Variable sumber daya manusia
     Organisasi yang inovatif itu secara aktif memajukan pelatihan dan pengembangan anggotanya agar pengetauan  mereka senantiaa mutakhir,member karyawan mereka rasa aman kerja yang tinggi untuk mengurangi rasa takut dipecat karena melakukan kesalahan dan mendorong individu menjadi “ jagoan “ perubahan.

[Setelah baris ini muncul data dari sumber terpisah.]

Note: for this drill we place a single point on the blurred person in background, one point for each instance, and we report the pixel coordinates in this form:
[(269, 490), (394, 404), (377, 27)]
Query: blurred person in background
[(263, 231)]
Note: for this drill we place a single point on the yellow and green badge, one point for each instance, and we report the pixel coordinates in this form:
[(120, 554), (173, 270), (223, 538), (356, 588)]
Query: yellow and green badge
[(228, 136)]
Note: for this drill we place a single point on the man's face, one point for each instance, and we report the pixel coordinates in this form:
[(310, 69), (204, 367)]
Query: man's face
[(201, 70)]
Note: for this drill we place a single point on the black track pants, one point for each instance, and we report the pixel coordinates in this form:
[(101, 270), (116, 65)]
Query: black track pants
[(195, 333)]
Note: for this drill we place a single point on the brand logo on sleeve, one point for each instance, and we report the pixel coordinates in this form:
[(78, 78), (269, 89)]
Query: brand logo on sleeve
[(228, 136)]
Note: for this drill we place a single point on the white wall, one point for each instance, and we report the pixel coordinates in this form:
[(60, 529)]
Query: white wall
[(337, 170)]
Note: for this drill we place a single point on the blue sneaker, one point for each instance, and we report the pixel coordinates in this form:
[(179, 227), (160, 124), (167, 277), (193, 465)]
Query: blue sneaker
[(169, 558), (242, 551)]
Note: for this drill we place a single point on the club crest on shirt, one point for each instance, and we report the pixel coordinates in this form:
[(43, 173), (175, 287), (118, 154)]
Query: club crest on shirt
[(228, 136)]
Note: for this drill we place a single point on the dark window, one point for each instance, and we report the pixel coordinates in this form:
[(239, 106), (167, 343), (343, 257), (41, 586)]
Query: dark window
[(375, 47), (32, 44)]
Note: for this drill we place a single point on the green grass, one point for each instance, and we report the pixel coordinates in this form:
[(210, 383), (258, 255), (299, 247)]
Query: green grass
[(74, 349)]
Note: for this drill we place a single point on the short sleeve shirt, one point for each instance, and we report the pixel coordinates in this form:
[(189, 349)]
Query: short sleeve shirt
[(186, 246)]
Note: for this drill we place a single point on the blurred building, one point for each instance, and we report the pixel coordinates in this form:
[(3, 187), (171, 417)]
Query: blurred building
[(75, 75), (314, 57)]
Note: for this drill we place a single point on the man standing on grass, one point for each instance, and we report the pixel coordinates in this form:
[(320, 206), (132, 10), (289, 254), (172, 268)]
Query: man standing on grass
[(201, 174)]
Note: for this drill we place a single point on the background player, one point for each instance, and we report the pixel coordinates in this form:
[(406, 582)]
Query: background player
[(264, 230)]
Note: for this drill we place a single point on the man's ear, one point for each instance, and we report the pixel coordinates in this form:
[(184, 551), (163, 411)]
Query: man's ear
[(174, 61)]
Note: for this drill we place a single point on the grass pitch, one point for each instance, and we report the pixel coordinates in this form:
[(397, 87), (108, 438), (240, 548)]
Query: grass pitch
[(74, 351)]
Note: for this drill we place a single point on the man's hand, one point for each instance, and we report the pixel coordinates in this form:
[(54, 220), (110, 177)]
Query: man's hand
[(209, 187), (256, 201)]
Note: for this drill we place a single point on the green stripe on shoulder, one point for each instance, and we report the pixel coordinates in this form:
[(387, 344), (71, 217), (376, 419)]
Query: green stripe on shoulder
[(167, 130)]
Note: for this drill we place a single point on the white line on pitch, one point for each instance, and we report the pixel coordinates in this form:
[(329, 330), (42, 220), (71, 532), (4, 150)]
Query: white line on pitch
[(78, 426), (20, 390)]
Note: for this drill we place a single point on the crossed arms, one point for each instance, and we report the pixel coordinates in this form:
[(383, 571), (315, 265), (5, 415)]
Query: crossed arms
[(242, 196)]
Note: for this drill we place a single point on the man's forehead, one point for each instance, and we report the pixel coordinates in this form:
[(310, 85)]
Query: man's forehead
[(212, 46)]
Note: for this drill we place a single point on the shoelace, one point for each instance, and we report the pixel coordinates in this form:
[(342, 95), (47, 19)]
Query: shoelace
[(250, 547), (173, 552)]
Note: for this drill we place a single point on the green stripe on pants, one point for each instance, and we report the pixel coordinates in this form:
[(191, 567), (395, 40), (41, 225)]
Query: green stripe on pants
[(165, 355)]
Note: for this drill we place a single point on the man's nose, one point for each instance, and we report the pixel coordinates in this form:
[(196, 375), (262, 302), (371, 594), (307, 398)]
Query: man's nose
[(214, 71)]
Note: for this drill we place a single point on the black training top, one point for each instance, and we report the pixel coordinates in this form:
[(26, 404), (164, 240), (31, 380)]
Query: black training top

Jagoan ide secara aktif dan penuh semangat mendukung ide baru,membangun dukungan,mengatasi penolakan,da memastikan diterapkannya inovasi itu
   Cirri-ciri jagoan ide :
·         Rasa percaya diri yang tinggi
·         Tahan banting
·         Penuh semangat
·         Penuh tenaga
·         Cenderung mengambil resiko
Para jagoan ide juga memiliki jiwa kepemimpinan yang dinamis.Mereka mampu mengilhami dan menyemangati orang lain melalui visi mereka tenteng inovasi dan keyakinan pribadi yang kuat akan misi mereka.Mereka juga mendapatkan persetujuan orang lain untuk mendukung misi mereka.Selain itu,para jagoan ide juga biasanya mempunyai jabatan yang member mereka kebebasan cukup besar untuk pengambilan keputusan.














PENUTUP

A.           Kesimpulan
Dalam dunia organisasi tidaklah menjadi hal yang mustahil untuk melakukan perubahan-perubahan terhadap budaya dan inovasi dalam hal kinerja dan kepemimpinan. Hal ini sangatlah dibutuhkan agar dalam organisasi tersebut tidaklah terjadi kejenuhan bagi anggota-anggotanya dan perubahan-perubahan yang terjadi itu dapat meningkatkan kinerja suatu organisasi. Akibat perubahan yang ada dapat pula mengurangi tingkat stres karyawan yang sudah tidak nyaman lagi dengan budaya-budaya lama di perusahaan atau organisasi mereka. Oleh karena itu, perubahan budaya dan inovasi dalam organisasi sangatlah penting dan bisa dikatakan menjadi sebuah kebutuhan.